Simultaneously, costs were cut dramatically. Though some shooting has been done in Shanghai and Turkey, parts of those “exotic-locale” sequences—another Bond staple—have been shot on the cheap in England.

And now the “fundamental reform”, the martini manoeuvre that derides all comfortable assumptions and dogmas. Opposition has been swift and strident, but the policymakers have rammed it through, signalling to the world that they are ready to take the boldest of steps and reaccelerate their economy.

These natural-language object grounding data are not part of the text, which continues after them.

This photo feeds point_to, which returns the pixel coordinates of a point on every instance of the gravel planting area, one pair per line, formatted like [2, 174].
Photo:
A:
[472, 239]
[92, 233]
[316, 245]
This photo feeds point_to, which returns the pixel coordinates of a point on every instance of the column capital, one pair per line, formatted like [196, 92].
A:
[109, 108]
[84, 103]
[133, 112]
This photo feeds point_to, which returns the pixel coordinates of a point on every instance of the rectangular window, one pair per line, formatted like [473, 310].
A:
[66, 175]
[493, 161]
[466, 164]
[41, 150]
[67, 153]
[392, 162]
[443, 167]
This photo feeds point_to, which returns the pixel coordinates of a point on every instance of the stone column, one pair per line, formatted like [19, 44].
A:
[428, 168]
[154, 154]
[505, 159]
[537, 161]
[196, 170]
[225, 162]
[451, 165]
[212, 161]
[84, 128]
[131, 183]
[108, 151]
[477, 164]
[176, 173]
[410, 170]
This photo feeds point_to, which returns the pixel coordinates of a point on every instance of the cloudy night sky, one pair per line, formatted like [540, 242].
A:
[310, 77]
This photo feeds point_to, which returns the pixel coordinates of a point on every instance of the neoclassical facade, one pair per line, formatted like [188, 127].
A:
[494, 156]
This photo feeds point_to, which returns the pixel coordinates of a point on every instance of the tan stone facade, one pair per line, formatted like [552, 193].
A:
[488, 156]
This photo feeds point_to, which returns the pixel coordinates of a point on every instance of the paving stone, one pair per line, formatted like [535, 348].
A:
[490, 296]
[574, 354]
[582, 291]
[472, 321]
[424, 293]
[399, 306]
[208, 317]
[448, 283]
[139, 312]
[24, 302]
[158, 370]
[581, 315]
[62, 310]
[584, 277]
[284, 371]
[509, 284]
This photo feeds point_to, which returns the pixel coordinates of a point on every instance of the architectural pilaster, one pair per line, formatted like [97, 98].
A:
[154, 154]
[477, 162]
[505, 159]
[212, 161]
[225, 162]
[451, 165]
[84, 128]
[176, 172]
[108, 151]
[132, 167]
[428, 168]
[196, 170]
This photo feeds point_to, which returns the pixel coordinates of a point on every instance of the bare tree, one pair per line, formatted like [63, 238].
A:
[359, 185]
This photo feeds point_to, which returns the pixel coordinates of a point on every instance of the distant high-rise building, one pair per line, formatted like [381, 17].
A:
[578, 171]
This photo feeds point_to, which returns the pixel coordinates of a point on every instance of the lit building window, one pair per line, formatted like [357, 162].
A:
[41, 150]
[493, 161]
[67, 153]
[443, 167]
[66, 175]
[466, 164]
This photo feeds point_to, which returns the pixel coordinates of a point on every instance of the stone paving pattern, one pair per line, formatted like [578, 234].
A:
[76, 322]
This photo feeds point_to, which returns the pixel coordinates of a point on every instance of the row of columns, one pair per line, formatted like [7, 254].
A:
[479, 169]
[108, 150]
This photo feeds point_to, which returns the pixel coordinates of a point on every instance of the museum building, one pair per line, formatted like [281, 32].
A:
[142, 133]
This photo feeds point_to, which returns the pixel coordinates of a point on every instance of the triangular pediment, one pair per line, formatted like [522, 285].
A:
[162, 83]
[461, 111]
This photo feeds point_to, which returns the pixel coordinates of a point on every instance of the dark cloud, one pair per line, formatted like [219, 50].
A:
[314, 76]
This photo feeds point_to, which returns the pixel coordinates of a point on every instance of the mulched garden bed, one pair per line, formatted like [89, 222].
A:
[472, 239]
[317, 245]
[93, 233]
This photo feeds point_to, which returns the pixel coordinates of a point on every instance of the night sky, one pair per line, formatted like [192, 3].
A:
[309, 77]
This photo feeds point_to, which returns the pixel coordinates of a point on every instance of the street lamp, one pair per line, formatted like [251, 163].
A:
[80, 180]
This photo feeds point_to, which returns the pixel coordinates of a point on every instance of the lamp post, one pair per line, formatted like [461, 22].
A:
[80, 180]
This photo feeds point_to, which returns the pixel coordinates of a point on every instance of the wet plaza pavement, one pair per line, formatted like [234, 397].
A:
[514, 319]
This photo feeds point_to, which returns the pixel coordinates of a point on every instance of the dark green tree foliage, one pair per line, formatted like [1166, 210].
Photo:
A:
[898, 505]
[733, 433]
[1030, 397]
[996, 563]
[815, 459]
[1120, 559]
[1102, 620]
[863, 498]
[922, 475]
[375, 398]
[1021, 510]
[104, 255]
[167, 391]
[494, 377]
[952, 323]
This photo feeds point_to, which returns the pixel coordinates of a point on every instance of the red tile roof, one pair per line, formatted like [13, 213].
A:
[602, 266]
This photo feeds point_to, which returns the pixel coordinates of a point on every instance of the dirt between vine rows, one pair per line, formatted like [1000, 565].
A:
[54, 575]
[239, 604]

As I said, they did it once before, when the franchise was looking jaded and needed pump-priming. And now, with parent economy MGM slowly coming out of life support, they have roared back with a second set of actions —leaving the world in no doubt that they mean business. It’s all about guts, the willingness to take risk and conveying clearly to both investors and public that the challenge of change will be met with bold decisions. If Bond hesitates, he’s dead. If economic policymakers can do no more than goggle at looming threats and scrabble for platitudes…well, the outcomes are pretty obvious all around us, aren’t they?